RYS 200, RYS 300 - Yoga Alliance, USA
For some reason, empathy has been heavy on my mind lately. You know, the type of human emotional connection that doesn’t allow us to walk past the same homeless man on the corner asking for that one dollar every day; to the woman on the subway with two babies attached to her hip with bags under her eyes as heavy as the laundry she’s also hauling; to you feeling the pain of your close friend mourning a loss in their life as if it were your own loss. Thank goodness we have evolved as species with cognitive and emotional empathy, giving us an innate function to connect with other humans, and even other forms of life.
Did you see Louis C.K. on The Conan Show sharing his distaste toward cell phones? In a very comedic and clever way, he identifies the crisis we are currently facing as a species. We are becoming less aware of human emotion (both our own and that of others), more detached from self, and therefore less empathic toward others. One culprit he points out is the smart phone. This can be affirmed if, for example, you live in a city and you notice less eye contact with people you pass on the street as their heads are down, lost in their electronic world. There is nothing wrong with technology, but the misuse, or in this context, the over-use of it can be “dehumanizing”.
Feelings of fear, loneliness, and sadness are often evaded through the quick use of our cell phones, internet or the television. We have learned, over time, that it is so much easier to replace time spent sitting in these natural human emotions with temporary pleasures met through our electronic devices. On the contrary, a recent experience journaling evoked common emotions associated with hurt from the actions of a close friend of mine; it opened up a door I was not expecting. It was hard to allow these feelings to pass through what felt like my veins into my heart and pumped back out to the rest of my body. No, I did not want to cry over this person anymore, but apparently more crying needed to happen. After allowing the wave of emotions to pass, I suddenly started laughing as I realized these heavy emotions surrounding me had absolutely no control over me. I still had money in my bank account, a place to live, a career I’m still building up, connections with close friends and life ahead of me.

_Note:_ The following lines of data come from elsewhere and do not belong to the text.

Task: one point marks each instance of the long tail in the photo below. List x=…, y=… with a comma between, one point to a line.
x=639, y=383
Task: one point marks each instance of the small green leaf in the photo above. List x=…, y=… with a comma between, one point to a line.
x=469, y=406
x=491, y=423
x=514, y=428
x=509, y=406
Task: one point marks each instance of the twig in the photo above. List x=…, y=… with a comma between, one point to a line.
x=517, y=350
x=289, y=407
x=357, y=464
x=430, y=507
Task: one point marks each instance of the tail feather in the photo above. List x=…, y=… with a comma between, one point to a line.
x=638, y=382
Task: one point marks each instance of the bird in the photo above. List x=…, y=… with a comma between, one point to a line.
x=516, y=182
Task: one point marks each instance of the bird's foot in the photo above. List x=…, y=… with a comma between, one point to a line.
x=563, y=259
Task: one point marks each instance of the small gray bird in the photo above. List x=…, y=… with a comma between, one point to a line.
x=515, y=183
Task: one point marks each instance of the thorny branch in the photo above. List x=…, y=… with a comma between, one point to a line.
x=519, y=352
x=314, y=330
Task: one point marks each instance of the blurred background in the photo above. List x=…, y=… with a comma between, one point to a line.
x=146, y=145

Something triggered these emotions and instead of pushing them out, I sat with them. I allowed them to take their course – being mindful not to obsess over them - and then gently let them pass as I breathed out a positive prayer for this person and situation. Then, all of sudden I felt better. My mind felt de-cluttered, my body felt lighter and I felt I had more space for something else. I interpreted this as me allowing myself to heal and give myself permission to move forward, past the hurt feelings. Just think - if you quickly run to the internet or your phone to avoid unwanted feelings you may be robbing yourself of true healing, a deeper understanding and appreciation for yourself and others in the passing of emotion.
So, naturally, when I see another person expressing similar feelings either on their face, through their body language or in their speech - I feel connected to them. Or, in literal terms, I feel connected to their emotion. I feel I have walked with them in their pain and I then have compassion. Similarly, when I experience the joy and happiness from another, I mirror these positive emotions and I too feel elated. I am then more likely to exchange a friendly smile or give that dollar when reason says otherwise.
Emotions are a window into a person’s soul, into their life; whether they intend to invite you or not, they are signaling a need to be connected. What we do with someone’s unintended or intentional delivery of emotion is where we can make a difference in that person’s and our own life. This is no easy task by any stretch of the imagination and it takes consistent practice and awareness. It starts with us leaving our cell phones at home when going out with friends or even a quick run to the grocery store. It takes us sincerely asking our roommate, “How are you?” and allowing time for a meaningful response and dialogue. It takes us being aware of our own emotions, not being afraid of them and being open to connecting with similar emotions in the people nearest to us and the emotion met through the eye contact with a stranger.
I love the expression of “Namaste”, as we place our hands of prayer at the heart our soul recognizes the soul of another, and having respect for our own self and for our neighbor, we are more connected.